The clinical and ethical implications of step-therapy requirements vary by context.1 For example, this approach would probably be appropriate in the case of lipid-lowering agents: a relatively new class of drugs, PCSK9 inhibitors, are effective but costly; statins are cheap, safe, and effective, which makes them a reasonable first-line agent for most people. More concerning is the application of step therapy to new antiviral treatments for hepatitis C.2 Although expensive, these drugs offer a safe, effective cure for a serious infectious disease, and there are no similarly effective alternatives; their value to patients and to society argues against substantial access restrictions.

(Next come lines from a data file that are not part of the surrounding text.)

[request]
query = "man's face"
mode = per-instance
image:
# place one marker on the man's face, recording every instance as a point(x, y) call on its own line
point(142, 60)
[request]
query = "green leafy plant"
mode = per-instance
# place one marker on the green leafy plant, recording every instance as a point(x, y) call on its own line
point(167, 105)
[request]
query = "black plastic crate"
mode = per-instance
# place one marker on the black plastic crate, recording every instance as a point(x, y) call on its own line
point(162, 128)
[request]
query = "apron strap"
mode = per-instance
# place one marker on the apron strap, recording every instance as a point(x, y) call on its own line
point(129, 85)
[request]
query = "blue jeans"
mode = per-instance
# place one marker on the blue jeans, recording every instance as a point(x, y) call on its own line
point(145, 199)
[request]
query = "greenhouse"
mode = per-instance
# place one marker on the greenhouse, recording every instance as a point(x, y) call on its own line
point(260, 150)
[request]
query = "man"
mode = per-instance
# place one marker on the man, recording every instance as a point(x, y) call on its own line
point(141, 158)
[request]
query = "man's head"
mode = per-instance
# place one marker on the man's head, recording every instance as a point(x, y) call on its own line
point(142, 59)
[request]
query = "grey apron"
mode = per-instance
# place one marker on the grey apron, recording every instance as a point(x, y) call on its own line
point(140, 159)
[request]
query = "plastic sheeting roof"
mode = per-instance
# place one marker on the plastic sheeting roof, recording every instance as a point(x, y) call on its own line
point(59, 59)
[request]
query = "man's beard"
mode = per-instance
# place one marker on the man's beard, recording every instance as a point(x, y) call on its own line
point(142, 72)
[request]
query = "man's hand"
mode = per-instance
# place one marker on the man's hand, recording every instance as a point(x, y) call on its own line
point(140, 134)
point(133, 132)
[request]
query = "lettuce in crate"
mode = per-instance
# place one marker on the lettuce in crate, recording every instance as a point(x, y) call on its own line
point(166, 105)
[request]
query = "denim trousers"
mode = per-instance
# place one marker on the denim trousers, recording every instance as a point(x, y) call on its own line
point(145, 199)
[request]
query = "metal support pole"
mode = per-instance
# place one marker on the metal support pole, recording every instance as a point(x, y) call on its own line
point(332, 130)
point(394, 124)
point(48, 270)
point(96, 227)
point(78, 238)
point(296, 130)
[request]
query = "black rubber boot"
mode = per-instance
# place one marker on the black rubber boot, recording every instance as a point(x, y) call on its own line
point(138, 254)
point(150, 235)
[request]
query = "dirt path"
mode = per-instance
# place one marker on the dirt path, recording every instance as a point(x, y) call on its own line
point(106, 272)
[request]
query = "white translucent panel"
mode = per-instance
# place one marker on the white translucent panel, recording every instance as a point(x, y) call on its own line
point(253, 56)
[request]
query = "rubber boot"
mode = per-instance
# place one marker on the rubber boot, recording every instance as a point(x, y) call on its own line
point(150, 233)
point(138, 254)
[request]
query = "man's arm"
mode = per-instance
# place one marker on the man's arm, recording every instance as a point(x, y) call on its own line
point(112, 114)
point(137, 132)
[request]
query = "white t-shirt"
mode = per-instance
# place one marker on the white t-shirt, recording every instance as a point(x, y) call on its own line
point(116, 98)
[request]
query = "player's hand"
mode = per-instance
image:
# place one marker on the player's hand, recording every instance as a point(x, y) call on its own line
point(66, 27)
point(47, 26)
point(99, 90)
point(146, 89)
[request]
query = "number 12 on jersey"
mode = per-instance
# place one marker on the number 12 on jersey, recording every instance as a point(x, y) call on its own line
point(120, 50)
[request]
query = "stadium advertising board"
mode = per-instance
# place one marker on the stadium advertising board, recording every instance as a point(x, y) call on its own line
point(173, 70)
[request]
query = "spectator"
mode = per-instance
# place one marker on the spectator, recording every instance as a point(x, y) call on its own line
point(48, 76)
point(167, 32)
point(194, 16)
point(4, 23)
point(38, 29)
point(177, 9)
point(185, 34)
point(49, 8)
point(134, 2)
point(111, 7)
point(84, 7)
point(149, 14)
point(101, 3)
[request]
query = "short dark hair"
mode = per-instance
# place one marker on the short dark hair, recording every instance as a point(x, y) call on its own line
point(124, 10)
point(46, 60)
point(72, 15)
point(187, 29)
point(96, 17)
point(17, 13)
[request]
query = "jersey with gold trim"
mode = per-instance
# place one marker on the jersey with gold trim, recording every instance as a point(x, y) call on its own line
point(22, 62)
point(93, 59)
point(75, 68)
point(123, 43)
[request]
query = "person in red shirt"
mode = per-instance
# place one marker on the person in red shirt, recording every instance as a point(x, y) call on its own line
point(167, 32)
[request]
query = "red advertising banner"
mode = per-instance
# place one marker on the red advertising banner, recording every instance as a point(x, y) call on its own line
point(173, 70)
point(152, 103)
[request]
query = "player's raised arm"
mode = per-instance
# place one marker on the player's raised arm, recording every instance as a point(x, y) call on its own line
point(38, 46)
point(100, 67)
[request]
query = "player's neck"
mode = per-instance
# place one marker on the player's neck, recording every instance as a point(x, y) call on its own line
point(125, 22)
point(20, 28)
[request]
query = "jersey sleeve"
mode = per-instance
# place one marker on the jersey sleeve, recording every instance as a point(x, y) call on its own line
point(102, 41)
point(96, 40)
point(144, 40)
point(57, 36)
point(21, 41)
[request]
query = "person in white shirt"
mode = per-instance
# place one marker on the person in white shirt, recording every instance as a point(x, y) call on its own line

State and federal legislative proposals map only weakly onto these considerations, however. The Safe Step Act and state-level proposals include basic protections for patients in cases in which harm can be foreseen (e.g., when a drug is contraindicated), but none of them consider the role of cost and effectiveness in prescription-drug coverage. These policies wouldn’t alleviate the administrative complexity surrounding step therapy, nor would they protect patients from protocols requiring them to undergo unsuccessful treatment with a drug that is known to be less safe and effective than another treatment. The proposals also wouldn’t limit insurers’ ability to adopt step-therapy protocols that are more stringent than corresponding clinical guidelines.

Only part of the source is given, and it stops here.